Nel teardown effettuato da Android Police di Google Fit v1.61 spuntano riferimenti per nuove attività fisiche che sarà possibile tracciare, come ad esempio il nuoto o la possibilità di settare un reminder per rimanere sempre ben idratati.

Il settore dei wearable abbinato alle app per tenere sotto controllo i nostri allenamenti è un business in continua crescita. Sono ormai diverse le proposte di mercato a seconda delle esigenze di chi acquista, dalle smartband di poche euro ma dall’ottimo rapporto qualità/prezzo come la Mi Band 2, a veri e propri kit professionali dal costo di oltre 500 euro comprensivi di fascia cardio come i prodotti Garmin o Polar.

Così come il mercato dei wearable anche quello delle app per il fitness è molto variegato, e anche Google ha una sua applicazione per monitorare i progressi dei nostri allenamenti. Ovviamente lungi dall’essere un’applicazione adatta a monitorare allenamenti di chi fa sport a livello agonistico, rappresenta comunque un’ottima soluzione gratuita per chi vuole tenere traccia di dati riguardanti corsa e sessioni di allenamento.

Nel Teardown ( una disamina approfondita del codice per scovare indizi interessanti, NdR) effettuato da Android Police sembrerebbe ci siano novità molto interessanti in arrivo nelle future versioni dell’app Google Fit.

Una fra tutte sembra essere un ampliamento delle modalità di allenamento che sarà possibile tracciare.

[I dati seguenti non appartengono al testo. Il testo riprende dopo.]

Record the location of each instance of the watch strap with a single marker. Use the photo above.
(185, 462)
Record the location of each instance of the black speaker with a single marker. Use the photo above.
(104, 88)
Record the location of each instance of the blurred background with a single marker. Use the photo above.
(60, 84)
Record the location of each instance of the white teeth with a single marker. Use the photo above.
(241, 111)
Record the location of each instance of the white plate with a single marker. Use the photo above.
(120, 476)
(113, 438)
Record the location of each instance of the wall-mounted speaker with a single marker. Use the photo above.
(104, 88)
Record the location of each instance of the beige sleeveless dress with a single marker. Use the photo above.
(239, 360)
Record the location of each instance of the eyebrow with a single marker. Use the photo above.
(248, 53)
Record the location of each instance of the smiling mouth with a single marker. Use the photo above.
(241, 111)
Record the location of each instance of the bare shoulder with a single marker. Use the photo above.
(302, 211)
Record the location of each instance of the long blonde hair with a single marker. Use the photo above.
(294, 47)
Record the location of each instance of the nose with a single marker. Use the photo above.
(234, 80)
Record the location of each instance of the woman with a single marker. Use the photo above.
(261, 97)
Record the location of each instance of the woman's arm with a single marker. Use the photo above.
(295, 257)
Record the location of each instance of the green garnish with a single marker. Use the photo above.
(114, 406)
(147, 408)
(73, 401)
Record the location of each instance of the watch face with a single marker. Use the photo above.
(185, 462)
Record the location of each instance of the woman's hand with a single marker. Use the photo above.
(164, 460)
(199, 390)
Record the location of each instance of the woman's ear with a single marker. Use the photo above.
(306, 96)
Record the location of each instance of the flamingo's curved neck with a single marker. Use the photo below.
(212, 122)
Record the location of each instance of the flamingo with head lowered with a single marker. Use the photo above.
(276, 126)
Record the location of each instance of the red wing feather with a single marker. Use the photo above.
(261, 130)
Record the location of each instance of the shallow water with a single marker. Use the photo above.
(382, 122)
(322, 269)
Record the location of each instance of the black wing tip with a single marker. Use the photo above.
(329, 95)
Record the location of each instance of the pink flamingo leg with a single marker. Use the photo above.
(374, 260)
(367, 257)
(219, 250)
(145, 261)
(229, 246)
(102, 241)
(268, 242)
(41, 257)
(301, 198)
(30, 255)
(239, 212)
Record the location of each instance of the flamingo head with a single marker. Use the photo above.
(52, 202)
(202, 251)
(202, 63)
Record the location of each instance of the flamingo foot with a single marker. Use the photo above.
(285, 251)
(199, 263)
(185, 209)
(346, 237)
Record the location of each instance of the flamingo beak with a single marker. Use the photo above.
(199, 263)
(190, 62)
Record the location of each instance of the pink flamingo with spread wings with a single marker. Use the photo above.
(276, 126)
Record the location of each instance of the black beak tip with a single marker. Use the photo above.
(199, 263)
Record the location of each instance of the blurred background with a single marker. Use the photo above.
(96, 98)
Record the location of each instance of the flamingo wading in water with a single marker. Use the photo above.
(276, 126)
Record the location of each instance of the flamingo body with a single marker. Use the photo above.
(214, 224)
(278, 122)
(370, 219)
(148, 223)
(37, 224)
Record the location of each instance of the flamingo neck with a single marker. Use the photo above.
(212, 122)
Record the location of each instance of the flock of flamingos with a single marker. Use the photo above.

Tra le nuove opzioni ci sarà la possibilità di tenere traccia della differenza di altezza (utile per chi fa trekking), il nuoto e tanti esercizi specifici come ad esempio addominali e crunch.

Molto utile anche la possibilità di tenere traccia del nostro consumo giornaliero di acqua, o impostarlo una determinata quantità come obbiettivo giornaliero in modo da rimanere sempre idratati. Infine due piccole novità che rendono più piacevole l’utilizzo di Google Fit stesso: il backup di tutte le preferenze su Google Drive e la conferma manuale di attività fisiche sospette.

Non è raro infatti chiedersi con una faccia interrogativa perché risulti una corsa di 10 minuti mentre magari avevamo usato l’auto nel traffico. Con i prossimi update Google Fit ci chiederà di confermare le attività fisiche sospette.